The cabinet will discuss two other options for students in elementary schools and preschools: Waiting to open until after Rosh Hashanah or waiting until after all of the High Holidays and opening on October 1. But, as noted, the cabinet is less likely to vote for either of these plans.
“A few weeks ago, I told the public that if we get vaccinated in the Hebrew month of Elul, we can celebrate the High Holidays with our families in Tishrei,” Bennett said. “I tell you now – it’s within reach.”
Talk of a High Holiday lockdown is beginning to distance itself from the center of coronavirus cabinet discussions as the effectiveness of the third dose is beginning to become apparent.
The reproduction rate or “R” for those people over the age of 60 who took a third shot is less than one, and there is a decline in the number of new cases, seriously ill and deaths among this cohort. 
Since the start of the third booster campaign for people over the age of 60 at the end of last month, the increase in the number of patients in serious condition has started to slow down in general. The doubling rate has also dropped to every 10 days.
“We are clearly seeing the impact,” Ash told KAN, adding that it seems that the third shot will last longer than the first two – even as much as nine to 12 months before another booster is required.
“The direction is good, but we have to wait longer and see that it continues,” tweeted Prof. Eran Segal, a computational biologist from the Weizmann Institute of Science who has been advising the coronavirus cabinet. “There is one clear conclusion: Go get vaccinated.”
It is expected that the third shot will be available to everyone who vaccinated more than five months ago within the next week or two.
“Here in Israel, you can protect yourself, your livelihood, the economy, our security, the health of our children,” the prime minister said.
He added that he had instructed the health funds to open hundreds more vaccination complexes across the country to accommodate what he hopes will be an influx of people registered to get a third shot.
Over the weekend, tens of thousands of Israelis between 40 and 49 had gotten the jab through the country’s four health funds, who shared pictures of people smiling as they got inoculated in their clinics.

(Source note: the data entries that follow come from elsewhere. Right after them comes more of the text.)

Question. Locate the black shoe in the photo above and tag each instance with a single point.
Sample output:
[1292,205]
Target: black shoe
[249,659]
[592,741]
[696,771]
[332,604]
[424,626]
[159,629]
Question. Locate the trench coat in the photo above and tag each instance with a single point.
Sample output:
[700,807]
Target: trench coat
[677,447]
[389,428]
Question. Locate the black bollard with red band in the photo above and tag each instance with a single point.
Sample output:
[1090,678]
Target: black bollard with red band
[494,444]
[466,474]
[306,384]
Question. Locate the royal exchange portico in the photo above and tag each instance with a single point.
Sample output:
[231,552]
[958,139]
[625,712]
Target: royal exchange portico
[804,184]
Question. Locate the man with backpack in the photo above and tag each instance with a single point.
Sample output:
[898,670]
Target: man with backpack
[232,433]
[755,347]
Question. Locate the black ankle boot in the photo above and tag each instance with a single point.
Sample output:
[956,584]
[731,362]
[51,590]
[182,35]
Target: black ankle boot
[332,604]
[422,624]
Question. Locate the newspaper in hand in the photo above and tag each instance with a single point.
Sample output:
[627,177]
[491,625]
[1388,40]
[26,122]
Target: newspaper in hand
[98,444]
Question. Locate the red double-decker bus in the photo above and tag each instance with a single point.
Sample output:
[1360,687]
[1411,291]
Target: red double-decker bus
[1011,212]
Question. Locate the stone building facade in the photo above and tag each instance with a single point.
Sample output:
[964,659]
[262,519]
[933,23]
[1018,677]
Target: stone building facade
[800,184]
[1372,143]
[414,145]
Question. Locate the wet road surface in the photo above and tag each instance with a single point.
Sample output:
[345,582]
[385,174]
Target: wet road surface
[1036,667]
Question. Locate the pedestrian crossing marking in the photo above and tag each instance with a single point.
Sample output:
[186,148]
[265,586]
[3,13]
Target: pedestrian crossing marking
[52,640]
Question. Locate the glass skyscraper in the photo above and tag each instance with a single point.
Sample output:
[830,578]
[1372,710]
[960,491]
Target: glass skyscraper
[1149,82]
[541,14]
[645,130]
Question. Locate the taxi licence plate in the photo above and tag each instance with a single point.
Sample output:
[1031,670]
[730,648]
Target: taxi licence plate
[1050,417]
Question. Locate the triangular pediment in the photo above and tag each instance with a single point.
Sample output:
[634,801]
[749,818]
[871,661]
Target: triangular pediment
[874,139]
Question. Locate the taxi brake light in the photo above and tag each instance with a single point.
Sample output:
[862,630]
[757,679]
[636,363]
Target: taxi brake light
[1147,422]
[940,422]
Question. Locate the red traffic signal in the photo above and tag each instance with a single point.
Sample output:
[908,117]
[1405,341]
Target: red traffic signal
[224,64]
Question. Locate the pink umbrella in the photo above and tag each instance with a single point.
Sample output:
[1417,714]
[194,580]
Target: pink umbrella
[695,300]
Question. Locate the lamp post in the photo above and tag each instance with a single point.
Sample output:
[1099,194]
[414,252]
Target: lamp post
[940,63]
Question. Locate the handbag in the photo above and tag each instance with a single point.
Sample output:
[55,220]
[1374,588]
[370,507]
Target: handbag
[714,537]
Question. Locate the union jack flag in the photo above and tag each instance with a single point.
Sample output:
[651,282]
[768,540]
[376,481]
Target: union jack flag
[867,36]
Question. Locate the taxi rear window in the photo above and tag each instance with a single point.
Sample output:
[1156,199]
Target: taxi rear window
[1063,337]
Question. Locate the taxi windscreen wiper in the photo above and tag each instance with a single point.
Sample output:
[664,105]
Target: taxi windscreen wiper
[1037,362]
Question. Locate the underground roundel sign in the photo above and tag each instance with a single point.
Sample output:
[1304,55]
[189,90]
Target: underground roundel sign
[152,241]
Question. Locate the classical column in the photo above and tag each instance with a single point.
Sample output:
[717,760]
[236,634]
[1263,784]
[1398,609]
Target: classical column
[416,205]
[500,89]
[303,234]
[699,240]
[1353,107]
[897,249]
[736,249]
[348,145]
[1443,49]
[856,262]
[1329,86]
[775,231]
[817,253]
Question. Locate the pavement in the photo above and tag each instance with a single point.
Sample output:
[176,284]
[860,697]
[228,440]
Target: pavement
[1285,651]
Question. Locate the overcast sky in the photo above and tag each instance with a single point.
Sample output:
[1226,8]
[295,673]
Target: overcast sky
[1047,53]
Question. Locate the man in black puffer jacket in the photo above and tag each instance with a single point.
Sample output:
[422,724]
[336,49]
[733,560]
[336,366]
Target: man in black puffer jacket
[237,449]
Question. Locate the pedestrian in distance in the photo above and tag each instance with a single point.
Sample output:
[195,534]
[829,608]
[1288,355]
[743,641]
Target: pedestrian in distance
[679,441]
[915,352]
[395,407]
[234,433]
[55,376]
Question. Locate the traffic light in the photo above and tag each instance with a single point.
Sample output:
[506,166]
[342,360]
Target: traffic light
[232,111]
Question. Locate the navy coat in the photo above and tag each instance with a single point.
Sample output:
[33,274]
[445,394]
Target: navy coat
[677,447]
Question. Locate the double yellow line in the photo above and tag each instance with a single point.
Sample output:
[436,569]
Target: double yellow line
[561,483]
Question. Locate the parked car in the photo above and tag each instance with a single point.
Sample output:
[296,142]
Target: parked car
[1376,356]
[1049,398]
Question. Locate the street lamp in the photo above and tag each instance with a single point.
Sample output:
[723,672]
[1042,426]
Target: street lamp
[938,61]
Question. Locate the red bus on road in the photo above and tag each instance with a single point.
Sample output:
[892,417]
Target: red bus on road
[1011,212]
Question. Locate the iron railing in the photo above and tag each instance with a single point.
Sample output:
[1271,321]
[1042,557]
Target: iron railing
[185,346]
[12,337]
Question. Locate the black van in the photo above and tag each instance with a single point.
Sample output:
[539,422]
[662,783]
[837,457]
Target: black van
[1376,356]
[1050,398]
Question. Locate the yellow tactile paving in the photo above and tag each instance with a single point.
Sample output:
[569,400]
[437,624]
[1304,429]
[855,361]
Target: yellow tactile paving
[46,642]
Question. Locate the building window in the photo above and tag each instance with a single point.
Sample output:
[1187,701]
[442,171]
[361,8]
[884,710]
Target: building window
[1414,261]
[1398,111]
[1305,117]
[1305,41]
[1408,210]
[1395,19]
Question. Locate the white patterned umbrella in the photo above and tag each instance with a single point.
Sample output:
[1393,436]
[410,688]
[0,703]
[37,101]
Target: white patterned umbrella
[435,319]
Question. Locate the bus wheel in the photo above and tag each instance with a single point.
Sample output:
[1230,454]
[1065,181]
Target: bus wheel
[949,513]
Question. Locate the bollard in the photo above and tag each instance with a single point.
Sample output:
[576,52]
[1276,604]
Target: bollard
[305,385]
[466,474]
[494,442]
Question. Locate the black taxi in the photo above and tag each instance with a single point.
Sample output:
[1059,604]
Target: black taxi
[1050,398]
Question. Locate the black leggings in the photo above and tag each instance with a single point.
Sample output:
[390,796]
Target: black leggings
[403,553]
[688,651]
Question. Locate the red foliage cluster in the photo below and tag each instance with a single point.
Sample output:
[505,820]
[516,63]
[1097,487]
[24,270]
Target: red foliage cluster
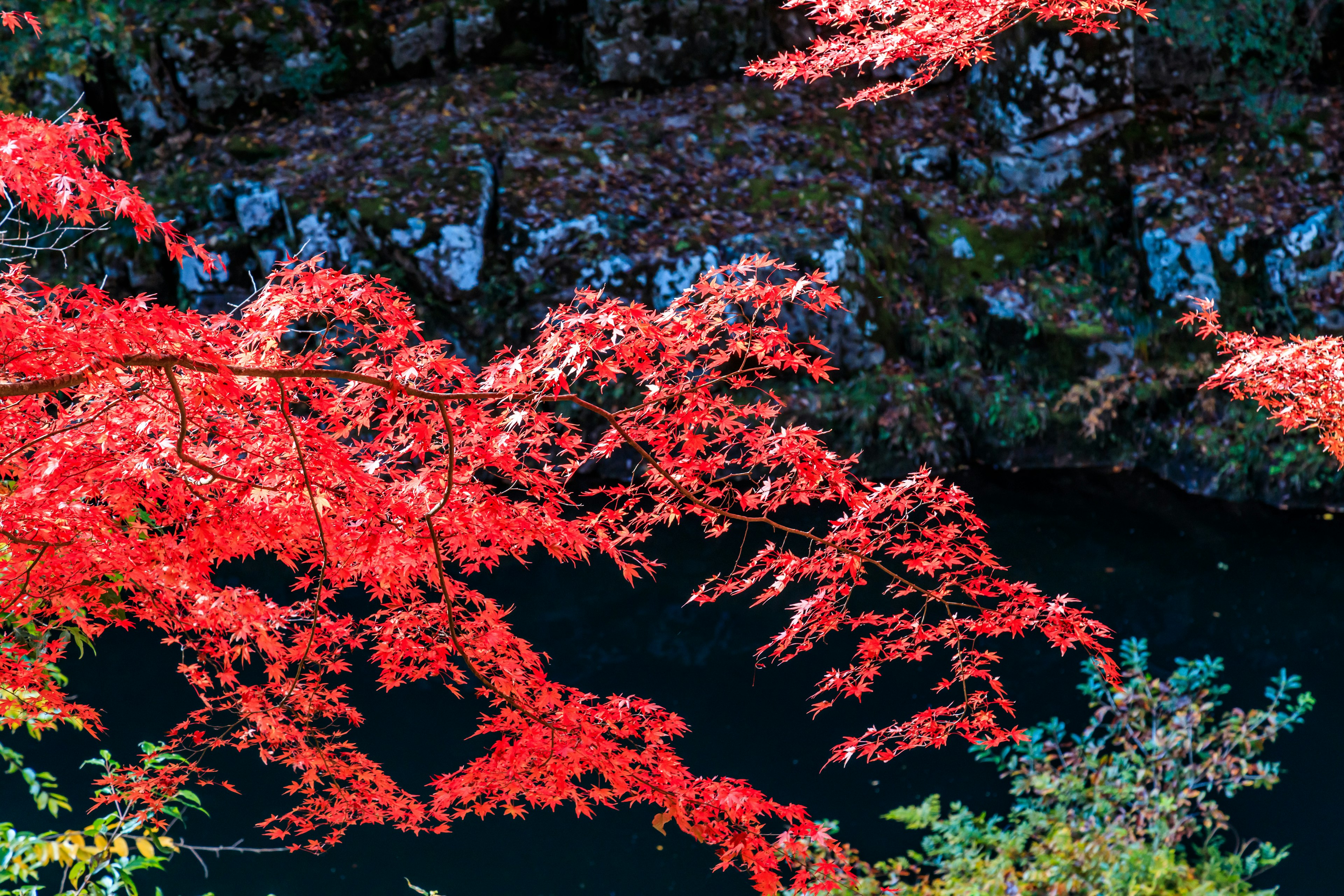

The health funds reported around 100,000 others had made appointments. 
Dr. Sharon Alroy-Preis, head of Public Health Services, was among those who vaccinated at Clalit in Haifa on Friday afternoon.
“We are seeing profound effectiveness, efficacy, of the vaccines,” Bennett said. “It is working, it is safe, and it is the way to defeat this virus. We need all together, to work together, in order to defeat it.
 “We from Israel are going to share all the data, all the insights from this pioneering [project],” he continued. “I am happy to hear that many other countries are following suit because at the end of the day this is a global war on COVID, and we have got to win.”